After 18 months of discussions and revisions, the investment committee of the $354 billion California Public Employees’ Retirement System approved on Monday the addition of two ‘direct’ private equity strategies, Pillars III and IV (the Innovation and Horizon strategies) to its strategic business model.
Ten board members voted in favour, with Margaret Brown, Jason Perez and Betty Yee voting against the motion.
Here’s what the vote means for CalPERS in the near-term:
CalPERS is not issuing an RFP
CalPERS will not be issuing RFPs for investment partners. For now, no investment contracts will be signed, and no commitments made to Pillars III and IV. Staff will continue with the next phase of the project: identification and successful negotiation with partners.
Plans for Pillars III and IV have yet to be firmed up, and each could have multiple managers, potentially under the current $2 billion delegated authority (staff can commit up to $2 billion without requiring board approval). However, the staff committed to coming back to the board for any decisions on the new structures.
The CalPERS staff will provide an “independent prudent person opinion” from an independent third party for a commentary on the final implementation and funding plan. This could come from the pool of consultants currently engaged with CalPERS.
As discussed at previous board meetings, CalPERS will not own the partners selected for its Pillars III and IV. It will form a new captive investment vehicle in the form of a limited liability company, and the managers hired for the pillars will serve as the LLC’s managing members. CalPERS will not own or control the management company, either.
CalPERS expects to save on fees
CalPERS said the investment vehicles’ structure will mean it saves on fees. In lieu of a management fee, CalPERS will make periodic payments based on a pre-approved budget to fund the operations of the investment vehicle and the management company. The management company will also earn an appropriate long-term economic incentive that will help align the investment partners with CalPERS’ interests.
Meng reiterated that, in addition to the same information they receive from commingled funds, CalPERS staff will receive detailed portfolio company information, full details of costs and budgets, and detailed investment pipeline information, as well as periodic meetings between staff and investment manager. Public disclosure will be the same as the traditional disclosure CalPERS makes on its private equity investments.
The timeline is still unknown
The timeline for full implementation of the two pillars, which could have investments of $10 billion each, is still unknown and dependent on identification and successful negotiation with capable partners.
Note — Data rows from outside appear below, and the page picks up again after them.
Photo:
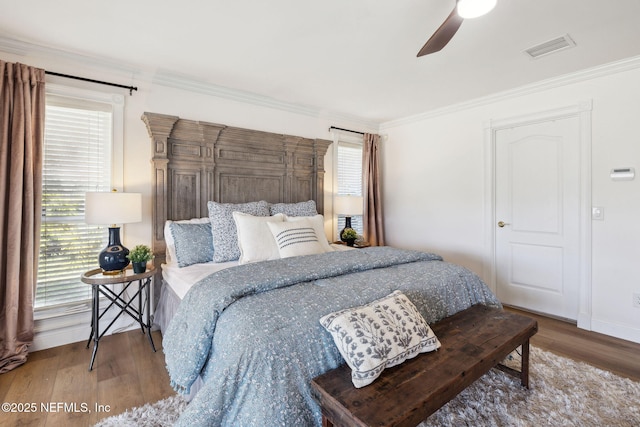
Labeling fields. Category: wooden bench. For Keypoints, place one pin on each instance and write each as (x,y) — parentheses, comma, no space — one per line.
(473,341)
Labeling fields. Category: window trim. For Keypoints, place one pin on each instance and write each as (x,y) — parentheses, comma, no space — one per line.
(345,139)
(117,177)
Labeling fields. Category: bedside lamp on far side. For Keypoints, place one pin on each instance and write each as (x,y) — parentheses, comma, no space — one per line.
(113,208)
(348,206)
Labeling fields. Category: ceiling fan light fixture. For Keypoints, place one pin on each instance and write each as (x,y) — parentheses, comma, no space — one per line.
(474,8)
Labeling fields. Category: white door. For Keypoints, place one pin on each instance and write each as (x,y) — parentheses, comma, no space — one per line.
(538,216)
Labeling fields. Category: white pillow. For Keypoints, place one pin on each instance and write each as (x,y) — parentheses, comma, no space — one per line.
(317,221)
(170,252)
(255,240)
(296,238)
(379,335)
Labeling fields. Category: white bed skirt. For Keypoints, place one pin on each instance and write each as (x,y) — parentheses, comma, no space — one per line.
(165,310)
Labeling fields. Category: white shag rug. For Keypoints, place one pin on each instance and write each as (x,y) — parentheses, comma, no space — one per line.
(562,393)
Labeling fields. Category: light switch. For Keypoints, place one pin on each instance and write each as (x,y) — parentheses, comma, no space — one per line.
(597,213)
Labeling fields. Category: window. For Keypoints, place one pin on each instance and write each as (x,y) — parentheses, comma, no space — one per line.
(80,139)
(349,178)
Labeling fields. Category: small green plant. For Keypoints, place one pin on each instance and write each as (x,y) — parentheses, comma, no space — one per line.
(141,253)
(349,234)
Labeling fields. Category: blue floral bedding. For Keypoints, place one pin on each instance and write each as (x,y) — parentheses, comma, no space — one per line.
(253,333)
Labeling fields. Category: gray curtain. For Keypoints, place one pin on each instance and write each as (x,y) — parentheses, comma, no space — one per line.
(22,106)
(371,182)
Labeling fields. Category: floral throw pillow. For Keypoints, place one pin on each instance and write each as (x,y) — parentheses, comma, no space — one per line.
(381,334)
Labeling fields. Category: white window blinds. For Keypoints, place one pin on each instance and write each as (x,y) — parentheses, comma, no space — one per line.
(350,178)
(77,159)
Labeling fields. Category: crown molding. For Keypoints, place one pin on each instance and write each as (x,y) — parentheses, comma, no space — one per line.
(579,76)
(25,48)
(169,79)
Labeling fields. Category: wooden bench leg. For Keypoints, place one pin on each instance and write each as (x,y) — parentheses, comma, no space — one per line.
(524,367)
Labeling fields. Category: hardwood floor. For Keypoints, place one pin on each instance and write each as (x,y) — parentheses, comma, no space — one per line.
(127,373)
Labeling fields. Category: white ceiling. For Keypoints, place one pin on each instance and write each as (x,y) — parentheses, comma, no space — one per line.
(352,57)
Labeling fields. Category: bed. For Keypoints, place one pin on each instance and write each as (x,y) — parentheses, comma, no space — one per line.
(242,330)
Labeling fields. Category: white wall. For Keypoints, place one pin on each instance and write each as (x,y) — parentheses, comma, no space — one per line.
(435,189)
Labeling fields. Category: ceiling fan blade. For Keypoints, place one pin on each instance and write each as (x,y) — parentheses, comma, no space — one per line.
(443,34)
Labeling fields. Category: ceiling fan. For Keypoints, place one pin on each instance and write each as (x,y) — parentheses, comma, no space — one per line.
(464,9)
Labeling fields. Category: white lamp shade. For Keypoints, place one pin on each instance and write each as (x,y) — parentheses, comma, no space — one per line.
(473,8)
(348,205)
(112,208)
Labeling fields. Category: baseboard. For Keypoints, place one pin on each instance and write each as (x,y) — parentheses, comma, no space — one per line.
(54,332)
(616,330)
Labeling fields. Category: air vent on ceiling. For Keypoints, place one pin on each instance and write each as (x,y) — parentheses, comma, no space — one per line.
(559,43)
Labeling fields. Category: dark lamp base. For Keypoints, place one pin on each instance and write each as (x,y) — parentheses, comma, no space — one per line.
(113,258)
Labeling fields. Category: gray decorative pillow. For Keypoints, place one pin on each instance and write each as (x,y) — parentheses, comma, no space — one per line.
(193,243)
(307,208)
(223,227)
(381,334)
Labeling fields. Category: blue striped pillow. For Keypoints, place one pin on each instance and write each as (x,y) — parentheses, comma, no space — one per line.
(296,238)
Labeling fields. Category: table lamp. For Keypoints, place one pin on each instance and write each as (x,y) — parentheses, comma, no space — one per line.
(348,206)
(113,208)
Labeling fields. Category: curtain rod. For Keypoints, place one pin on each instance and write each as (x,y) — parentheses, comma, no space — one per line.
(346,130)
(84,79)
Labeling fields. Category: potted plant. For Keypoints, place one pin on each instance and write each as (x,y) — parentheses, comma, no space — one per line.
(349,236)
(139,257)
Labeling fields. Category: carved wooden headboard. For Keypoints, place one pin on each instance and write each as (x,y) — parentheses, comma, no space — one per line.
(194,162)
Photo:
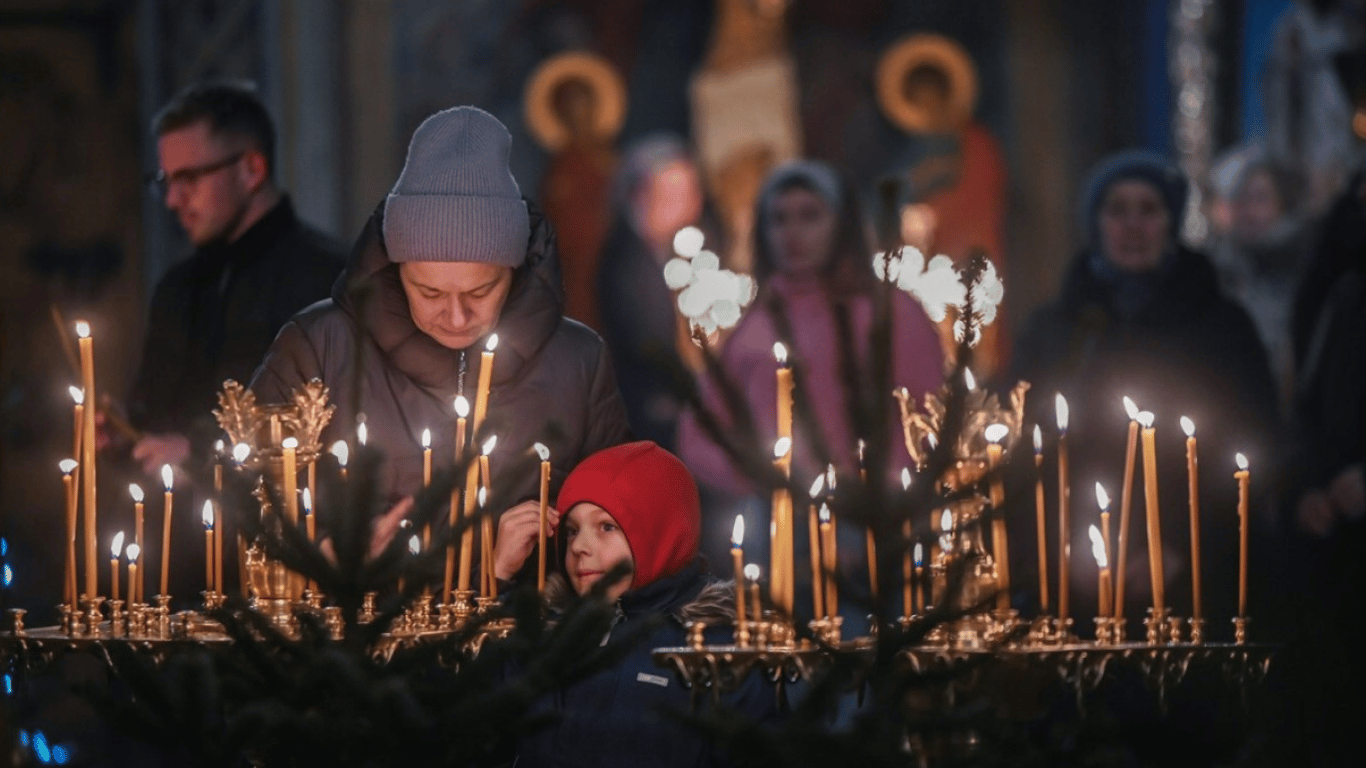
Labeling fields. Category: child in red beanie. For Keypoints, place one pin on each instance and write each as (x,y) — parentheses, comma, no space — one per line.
(637,503)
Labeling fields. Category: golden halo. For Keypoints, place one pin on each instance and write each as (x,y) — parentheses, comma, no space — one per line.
(547,126)
(914,51)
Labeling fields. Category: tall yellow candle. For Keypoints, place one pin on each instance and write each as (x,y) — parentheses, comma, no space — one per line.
(88,455)
(1040,515)
(1000,544)
(1154,524)
(1126,495)
(1242,477)
(742,634)
(168,481)
(115,550)
(462,412)
(68,484)
(138,513)
(1193,488)
(1064,503)
(544,521)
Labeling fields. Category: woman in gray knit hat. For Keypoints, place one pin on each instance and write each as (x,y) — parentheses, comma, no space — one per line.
(452,256)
There will also be changes to Pillars I and II
Under the new plan, Pillar I, implemented as a fund of funds structure by Grosvenor, will increase its emerging manager mandate to $500 million from $100 million and be able to make commitments to emerging managers’ third funds. It will also be able to co-invest alongside emerging managers.
CalPERS staff will be tabling its internal study on co-investments, Pillar II in the new plans, for the April meeting.